Can you demonstrate a situation where your colleagues method of filtering is insufficient, but where yours will catch the problem?

If not, then one would have to ask what grounds you have for believing that the additional filtering is of any benefit.

Leaving application languages aside, what filtering do you people use?

I don't use filtering at all unless I have no other option - which is very very rare. As a general rule, I use Prepared Statements where the values which will be supplied as input are defined as parameters.
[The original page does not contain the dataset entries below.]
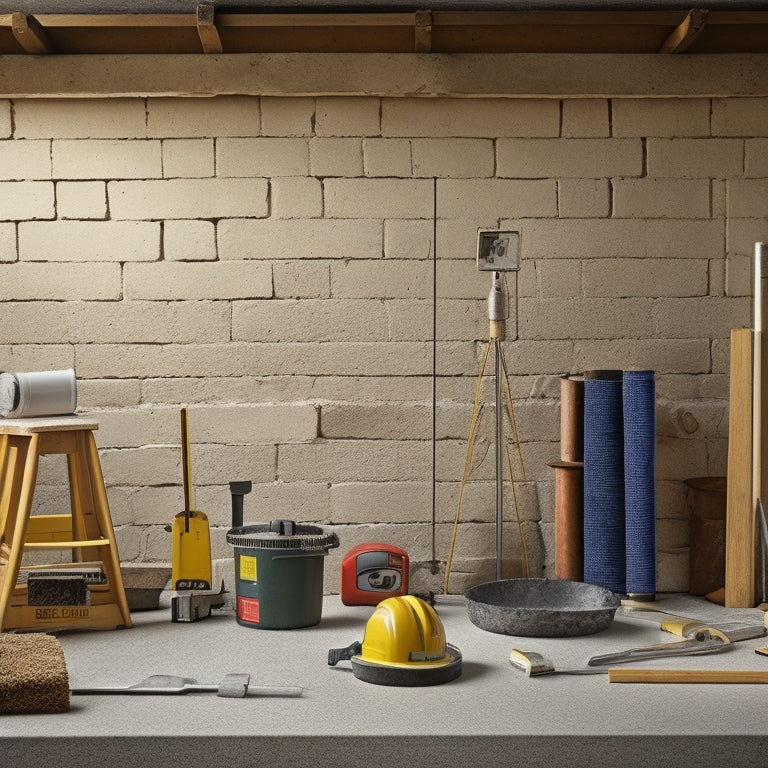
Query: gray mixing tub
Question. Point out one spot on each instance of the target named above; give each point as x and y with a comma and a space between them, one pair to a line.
541, 607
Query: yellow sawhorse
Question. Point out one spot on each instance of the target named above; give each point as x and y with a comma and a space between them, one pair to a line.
87, 530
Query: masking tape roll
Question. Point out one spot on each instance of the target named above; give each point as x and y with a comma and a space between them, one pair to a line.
40, 393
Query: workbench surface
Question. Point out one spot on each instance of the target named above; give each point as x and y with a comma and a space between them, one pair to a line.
493, 715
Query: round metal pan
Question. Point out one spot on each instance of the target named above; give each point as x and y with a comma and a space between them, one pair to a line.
541, 607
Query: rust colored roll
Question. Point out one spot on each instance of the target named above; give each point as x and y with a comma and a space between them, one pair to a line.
569, 520
571, 419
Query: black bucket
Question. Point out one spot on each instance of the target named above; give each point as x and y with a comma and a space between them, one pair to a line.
279, 573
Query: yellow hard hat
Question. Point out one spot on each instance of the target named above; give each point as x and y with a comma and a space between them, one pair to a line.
404, 630
404, 644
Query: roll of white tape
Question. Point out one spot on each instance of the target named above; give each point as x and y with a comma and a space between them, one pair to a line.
40, 393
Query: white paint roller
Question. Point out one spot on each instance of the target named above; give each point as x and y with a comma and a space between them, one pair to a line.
40, 393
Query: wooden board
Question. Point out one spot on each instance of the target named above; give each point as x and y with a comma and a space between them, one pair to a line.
740, 512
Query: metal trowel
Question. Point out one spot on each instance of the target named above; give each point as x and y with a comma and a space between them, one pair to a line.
191, 550
233, 686
534, 664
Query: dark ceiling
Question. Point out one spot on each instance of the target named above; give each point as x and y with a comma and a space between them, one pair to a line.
49, 27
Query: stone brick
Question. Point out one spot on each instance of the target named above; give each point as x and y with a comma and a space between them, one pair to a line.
711, 317
378, 198
620, 238
459, 158
661, 198
308, 320
301, 279
461, 280
408, 239
188, 158
335, 157
187, 198
381, 279
287, 117
548, 158
690, 158
364, 502
123, 322
491, 199
742, 234
106, 159
646, 277
299, 239
255, 424
189, 240
209, 117
174, 280
476, 118
37, 357
60, 282
583, 198
288, 388
740, 117
263, 156
8, 242
295, 197
387, 157
81, 200
127, 358
108, 393
347, 116
560, 279
340, 461
738, 275
584, 118
756, 158
746, 197
26, 200
376, 421
664, 355
114, 118
145, 466
660, 117
89, 241
6, 125
595, 318
25, 160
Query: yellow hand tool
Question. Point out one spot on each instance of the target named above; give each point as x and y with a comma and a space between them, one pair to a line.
191, 551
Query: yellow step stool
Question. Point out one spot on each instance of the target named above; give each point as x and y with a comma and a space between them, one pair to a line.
87, 530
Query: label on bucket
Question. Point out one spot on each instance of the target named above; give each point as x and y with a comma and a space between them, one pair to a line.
248, 568
248, 609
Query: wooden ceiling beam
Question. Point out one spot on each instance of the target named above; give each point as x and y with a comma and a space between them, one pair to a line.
685, 34
29, 34
423, 32
206, 29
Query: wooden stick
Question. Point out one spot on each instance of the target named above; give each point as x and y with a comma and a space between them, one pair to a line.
687, 676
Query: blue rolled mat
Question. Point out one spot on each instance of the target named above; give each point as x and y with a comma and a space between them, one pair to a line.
604, 529
639, 398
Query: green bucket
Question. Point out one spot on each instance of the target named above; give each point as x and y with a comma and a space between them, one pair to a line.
279, 573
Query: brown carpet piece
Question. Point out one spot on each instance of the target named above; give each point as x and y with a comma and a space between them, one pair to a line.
33, 674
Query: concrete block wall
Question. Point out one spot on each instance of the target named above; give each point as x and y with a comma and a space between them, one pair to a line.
269, 263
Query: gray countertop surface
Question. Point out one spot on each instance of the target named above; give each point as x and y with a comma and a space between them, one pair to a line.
492, 714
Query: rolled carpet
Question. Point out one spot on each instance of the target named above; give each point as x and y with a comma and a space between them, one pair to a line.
604, 531
33, 674
639, 403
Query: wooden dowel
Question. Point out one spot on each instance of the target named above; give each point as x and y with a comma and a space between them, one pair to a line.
687, 676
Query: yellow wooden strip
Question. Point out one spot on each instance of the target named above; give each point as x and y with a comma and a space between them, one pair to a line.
48, 545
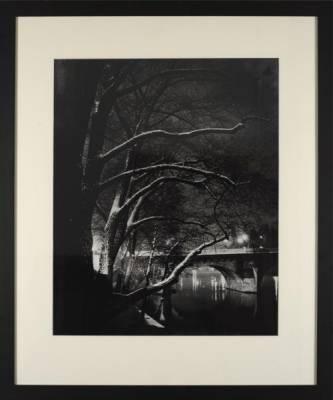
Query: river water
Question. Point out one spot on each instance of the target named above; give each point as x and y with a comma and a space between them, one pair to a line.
201, 303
Injection attacks simply don't work against this technique.

If I do have to build statements piecemeal, I'm still inclined to build the SQL for a prepared statement, define the parameters, bind them, and proceed that way, because (again) it eliminates the possibility of an injection attack.

If I *have* to go with injection-prone techniques, then I would do the following:

1) Ensure the user cannot inject a string or statement terminator. This way they cannot inject something when supplying string-based input, as they cannot get "outside" the string delimiters that they are supplying a value for. I see no benefit in going further. If the user cannot break out of the string, they cannot inject. After that, I don't care what data they supply.

2) Ensure non-string-based data can be successfully cast to its expected datatype. Cast to this type, and if necessary cast the result back to a string.

3) Bounds-check all data (i.e. values are not too large for the DB field they are targetting).

jc

Seth Brundle

bonkey wrote:

Can you demonstrate a situation where your colleagues method of filtering is insufficient, but where yours will catch the problem?

If not, then one would have to ask what grounds you have for believing that the additional filtering is of any benefit.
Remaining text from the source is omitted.